K・S・P II 毒のある街





題名:K・S・P II 毒のある街
作者:香納諒一
発行:徳間書店 2008.09.30 初版
価格:\1,800



 K・S・Pとは、警視庁歌舞伎町特別分署<Kabukicho Special Precinct>のこと。今野敏のTOKAGEと言い、最近は、アメリカの人気ドラマCSIシリーズあたりにあやかった新しい部署名でのシリーズ化がブームなのだろうか。いまどき、CIAやFBIといった古臭い略称では読者は食いつかないのかもしれない。

 そのK・S・Pシリーズの二作目を読むとは自分では思っていなかった。一作目が、派手なアクション劇に終始しているために、香納諒一のそもそもの魅力である人間の掘り下げという部分が皆無であるように思えたからである。香納諒一という作家が、人間ではなくプロットに走っている最近の傾向に、いよいよ三行半を突きつけて、他の新しい作家を探しに出かけようと思いかけていた。
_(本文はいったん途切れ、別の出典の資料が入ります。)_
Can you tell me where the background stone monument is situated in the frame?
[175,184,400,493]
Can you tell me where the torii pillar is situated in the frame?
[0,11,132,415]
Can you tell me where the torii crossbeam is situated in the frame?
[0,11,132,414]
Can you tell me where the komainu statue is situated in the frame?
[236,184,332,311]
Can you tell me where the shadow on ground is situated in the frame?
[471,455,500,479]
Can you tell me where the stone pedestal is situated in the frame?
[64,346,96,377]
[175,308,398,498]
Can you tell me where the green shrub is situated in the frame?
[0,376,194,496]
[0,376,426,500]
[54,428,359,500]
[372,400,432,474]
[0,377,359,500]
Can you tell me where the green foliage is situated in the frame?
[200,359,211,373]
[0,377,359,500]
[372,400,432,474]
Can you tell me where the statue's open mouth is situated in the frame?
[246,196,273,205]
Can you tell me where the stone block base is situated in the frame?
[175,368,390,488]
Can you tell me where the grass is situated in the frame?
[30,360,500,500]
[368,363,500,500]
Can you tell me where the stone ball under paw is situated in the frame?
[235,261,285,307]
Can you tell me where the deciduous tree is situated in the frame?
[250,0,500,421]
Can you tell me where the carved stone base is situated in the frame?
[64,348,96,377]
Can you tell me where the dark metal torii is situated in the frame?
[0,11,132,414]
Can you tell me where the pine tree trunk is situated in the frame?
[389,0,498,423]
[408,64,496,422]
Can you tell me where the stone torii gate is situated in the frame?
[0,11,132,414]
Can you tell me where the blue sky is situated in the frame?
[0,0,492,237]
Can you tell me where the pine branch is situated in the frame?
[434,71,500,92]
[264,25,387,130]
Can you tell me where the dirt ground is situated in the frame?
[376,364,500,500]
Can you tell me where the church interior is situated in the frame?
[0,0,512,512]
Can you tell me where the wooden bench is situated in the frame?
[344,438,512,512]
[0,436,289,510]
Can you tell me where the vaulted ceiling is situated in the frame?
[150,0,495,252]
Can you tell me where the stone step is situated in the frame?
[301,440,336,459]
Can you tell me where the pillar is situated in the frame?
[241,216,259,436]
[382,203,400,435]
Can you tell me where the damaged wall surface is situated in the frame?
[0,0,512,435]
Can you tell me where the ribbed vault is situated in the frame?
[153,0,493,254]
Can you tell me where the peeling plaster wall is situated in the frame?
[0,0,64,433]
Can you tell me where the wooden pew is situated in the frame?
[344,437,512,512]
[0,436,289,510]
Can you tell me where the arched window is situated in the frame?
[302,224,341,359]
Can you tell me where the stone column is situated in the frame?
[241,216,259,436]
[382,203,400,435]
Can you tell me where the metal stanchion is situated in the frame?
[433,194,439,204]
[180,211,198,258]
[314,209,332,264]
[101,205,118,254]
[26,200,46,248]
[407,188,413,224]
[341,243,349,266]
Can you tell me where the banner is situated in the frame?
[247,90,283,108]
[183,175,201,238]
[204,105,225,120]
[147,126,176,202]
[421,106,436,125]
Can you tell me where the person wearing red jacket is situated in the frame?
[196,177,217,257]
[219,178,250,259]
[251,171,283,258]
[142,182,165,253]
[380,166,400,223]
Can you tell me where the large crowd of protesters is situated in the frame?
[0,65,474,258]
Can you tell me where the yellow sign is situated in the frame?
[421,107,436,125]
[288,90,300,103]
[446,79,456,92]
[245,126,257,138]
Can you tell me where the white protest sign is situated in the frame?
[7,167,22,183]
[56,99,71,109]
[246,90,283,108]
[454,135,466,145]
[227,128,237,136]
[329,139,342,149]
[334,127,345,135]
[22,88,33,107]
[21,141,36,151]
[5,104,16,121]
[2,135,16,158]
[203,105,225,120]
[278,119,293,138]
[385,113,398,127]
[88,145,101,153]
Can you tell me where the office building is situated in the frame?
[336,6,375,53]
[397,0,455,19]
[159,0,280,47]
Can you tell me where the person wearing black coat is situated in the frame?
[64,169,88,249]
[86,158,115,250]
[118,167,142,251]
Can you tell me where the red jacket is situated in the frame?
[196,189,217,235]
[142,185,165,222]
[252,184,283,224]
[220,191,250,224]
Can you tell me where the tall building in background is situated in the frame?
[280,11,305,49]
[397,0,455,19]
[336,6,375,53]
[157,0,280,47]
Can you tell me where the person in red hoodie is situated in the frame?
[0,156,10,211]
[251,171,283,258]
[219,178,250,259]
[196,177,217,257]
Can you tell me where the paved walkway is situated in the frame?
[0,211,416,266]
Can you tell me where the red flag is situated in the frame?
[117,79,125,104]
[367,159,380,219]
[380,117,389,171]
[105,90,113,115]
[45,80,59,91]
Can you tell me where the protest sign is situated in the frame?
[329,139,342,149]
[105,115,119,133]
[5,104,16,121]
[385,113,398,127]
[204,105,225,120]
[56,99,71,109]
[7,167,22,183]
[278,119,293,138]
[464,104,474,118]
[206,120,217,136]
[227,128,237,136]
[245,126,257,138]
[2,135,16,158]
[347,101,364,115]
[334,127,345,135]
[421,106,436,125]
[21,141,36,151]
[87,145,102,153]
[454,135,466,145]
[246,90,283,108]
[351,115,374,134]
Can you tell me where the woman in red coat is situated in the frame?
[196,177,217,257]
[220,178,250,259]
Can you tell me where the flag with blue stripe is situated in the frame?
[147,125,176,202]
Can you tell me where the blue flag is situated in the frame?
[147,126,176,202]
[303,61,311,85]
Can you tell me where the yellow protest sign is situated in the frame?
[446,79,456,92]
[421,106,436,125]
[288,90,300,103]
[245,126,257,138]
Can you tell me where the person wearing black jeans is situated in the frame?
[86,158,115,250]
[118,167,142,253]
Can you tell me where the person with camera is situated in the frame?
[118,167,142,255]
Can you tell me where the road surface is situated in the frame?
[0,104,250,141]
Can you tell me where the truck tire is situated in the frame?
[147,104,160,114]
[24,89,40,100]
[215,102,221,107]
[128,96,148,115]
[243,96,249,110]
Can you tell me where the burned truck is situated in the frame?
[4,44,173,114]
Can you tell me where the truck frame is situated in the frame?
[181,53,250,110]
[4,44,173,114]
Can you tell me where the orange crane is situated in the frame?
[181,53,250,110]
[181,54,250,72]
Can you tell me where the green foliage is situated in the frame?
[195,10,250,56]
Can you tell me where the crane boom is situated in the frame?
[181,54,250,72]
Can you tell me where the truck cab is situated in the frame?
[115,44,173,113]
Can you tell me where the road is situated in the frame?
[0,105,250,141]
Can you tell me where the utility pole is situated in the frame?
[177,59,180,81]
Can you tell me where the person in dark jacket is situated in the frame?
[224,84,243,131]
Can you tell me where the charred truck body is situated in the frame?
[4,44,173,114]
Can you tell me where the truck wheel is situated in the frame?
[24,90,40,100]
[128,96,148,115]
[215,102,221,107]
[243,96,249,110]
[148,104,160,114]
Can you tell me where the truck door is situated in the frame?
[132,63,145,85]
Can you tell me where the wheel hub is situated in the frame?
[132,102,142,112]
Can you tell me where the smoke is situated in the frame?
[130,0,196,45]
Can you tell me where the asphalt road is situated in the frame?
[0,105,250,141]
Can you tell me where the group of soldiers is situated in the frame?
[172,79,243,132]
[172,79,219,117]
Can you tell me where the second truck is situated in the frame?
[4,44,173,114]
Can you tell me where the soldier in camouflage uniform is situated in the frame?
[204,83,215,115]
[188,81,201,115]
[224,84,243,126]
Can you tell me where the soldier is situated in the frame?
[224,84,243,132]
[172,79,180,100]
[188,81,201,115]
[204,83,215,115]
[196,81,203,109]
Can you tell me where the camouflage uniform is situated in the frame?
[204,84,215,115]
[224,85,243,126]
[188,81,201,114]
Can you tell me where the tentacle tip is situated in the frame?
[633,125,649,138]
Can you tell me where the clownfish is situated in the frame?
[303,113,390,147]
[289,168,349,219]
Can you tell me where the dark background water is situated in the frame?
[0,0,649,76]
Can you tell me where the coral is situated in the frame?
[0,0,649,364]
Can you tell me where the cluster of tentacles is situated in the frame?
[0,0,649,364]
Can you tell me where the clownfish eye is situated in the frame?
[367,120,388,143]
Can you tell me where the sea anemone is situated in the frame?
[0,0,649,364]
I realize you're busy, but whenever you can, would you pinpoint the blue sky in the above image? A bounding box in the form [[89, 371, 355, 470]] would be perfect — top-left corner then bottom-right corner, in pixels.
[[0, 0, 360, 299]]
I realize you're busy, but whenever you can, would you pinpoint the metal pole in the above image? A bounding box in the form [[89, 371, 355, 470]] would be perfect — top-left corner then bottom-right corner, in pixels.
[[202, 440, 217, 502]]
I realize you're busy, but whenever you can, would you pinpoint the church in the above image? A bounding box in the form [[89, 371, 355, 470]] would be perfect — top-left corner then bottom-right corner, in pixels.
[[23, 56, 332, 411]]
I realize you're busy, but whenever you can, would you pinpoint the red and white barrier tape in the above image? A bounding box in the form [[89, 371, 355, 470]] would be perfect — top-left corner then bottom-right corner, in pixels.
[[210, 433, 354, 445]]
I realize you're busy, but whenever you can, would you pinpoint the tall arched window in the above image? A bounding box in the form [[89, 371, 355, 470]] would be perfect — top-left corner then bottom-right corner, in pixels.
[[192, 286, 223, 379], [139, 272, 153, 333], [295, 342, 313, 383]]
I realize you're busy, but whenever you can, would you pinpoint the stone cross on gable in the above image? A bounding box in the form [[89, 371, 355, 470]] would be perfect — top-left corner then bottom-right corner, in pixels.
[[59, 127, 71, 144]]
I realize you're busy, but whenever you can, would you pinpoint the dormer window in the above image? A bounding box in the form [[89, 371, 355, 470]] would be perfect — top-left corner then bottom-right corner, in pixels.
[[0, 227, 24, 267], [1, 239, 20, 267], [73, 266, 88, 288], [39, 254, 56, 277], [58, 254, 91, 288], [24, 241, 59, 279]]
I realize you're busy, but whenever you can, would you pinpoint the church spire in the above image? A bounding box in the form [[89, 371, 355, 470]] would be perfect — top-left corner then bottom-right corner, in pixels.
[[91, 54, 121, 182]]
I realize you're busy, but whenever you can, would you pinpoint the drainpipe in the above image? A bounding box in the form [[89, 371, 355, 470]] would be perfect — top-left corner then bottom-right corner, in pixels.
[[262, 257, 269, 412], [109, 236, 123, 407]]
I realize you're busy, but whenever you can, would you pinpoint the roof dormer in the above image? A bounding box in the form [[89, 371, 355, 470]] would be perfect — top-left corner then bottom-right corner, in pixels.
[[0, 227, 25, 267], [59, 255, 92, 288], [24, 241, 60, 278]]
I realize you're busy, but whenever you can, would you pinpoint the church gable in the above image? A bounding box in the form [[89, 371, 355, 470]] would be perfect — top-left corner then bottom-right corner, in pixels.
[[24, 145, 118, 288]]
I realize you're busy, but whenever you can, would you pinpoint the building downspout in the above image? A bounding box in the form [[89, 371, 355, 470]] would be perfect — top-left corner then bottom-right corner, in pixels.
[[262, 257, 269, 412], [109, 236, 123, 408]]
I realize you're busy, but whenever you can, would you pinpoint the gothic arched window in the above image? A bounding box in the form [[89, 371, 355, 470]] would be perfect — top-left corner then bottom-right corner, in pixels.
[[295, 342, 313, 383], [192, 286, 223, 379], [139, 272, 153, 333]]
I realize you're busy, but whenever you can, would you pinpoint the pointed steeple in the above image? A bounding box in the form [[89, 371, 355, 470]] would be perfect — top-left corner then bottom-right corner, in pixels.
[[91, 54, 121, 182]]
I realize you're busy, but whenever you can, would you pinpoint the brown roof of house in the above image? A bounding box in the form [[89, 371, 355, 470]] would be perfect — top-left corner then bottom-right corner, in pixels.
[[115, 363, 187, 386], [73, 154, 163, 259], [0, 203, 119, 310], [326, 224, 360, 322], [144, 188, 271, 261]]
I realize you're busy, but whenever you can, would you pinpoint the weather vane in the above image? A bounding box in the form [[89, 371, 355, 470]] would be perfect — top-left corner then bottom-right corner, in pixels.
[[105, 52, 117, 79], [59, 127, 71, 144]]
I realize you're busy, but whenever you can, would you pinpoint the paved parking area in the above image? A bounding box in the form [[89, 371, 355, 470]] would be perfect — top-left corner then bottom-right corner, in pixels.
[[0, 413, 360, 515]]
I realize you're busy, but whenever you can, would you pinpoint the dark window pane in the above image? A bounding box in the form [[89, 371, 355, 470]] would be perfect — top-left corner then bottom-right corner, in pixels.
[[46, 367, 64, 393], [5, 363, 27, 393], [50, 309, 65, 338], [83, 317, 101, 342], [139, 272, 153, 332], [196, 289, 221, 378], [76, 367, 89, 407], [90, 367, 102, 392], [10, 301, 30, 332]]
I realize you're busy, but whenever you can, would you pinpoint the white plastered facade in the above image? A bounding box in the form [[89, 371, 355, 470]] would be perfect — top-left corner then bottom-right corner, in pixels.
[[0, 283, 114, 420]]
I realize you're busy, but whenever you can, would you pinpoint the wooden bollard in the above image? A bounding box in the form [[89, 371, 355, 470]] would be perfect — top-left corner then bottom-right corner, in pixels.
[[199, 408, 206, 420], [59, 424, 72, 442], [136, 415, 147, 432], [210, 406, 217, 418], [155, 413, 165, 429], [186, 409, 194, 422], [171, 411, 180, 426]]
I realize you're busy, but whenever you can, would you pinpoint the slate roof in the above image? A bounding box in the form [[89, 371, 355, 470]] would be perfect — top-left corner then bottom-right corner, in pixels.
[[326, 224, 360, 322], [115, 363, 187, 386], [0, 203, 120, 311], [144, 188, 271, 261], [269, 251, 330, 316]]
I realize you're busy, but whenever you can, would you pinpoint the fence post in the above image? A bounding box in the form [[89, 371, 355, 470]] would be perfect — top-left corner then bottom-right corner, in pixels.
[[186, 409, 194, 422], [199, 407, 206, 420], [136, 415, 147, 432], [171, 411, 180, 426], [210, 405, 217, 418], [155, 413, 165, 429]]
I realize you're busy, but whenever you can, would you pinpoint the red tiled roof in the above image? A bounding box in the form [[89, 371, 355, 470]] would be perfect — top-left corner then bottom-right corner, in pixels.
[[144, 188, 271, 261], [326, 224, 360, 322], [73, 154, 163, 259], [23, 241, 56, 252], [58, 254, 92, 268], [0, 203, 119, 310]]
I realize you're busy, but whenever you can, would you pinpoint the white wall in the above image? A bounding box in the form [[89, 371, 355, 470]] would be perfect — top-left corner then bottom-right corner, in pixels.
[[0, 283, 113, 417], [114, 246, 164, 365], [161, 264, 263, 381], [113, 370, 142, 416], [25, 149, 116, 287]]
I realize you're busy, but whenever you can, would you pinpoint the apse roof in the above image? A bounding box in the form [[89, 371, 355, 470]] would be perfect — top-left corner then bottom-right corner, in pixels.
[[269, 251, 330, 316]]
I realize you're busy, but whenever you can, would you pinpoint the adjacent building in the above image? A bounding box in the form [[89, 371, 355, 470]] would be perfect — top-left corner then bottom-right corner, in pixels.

 ところが、とある情報筋から、KSPは10巻くらいのロング・シリーズになるということを耳にした。もっともっと深堀りされてゆく関係図なども期待できるようである。となれば、1巻だけで見捨てるのも忍びない。というところで、改めて書店に走り、購入、読み始めたのがGW休暇で北へ向う船の中であった。

 ところがいい意味でぼくの予想を裏切る秀作であるために、驚いた。同シリーズなのに、一作目で失望し、二作目で引き戻される。これは何だろうか。

 シリーズならではの脇役刑事たちの存在感が、これを成功させたのだと思う。癖のある刑事たち、癖のある悪党たち、そうしたバイプレイヤーの描き方の巧さこそが香納諒一の真骨頂であると信じるぼくのような読者には、これはたまらないのだ。

 この気配で今後も書き継がれるシリーズになるとすれば、こいつは捨て置けない。新宿鮫は事件や時代性を追った大沢在昌のハードボイルドらしいシリーズではあるが、脇役たちの描き方は、類型的で、漫画的で、少し成熟味に欠ける部分があり、そいつが読んでいていたたまれない。しかし香納諒一の書く、屈折した存在たちはある意味、日本作家の中では圧巻である。

 国際的な犯罪の巣窟ともいえる歌舞伎町に、新宿鮫とは違った視点で、刑事たちのもがく姿が生々しく描かれたこの作品。同じペースで、あるいはそれ以上の緊迫感で描かれるであろう次作にもたまらなく期待してしまう。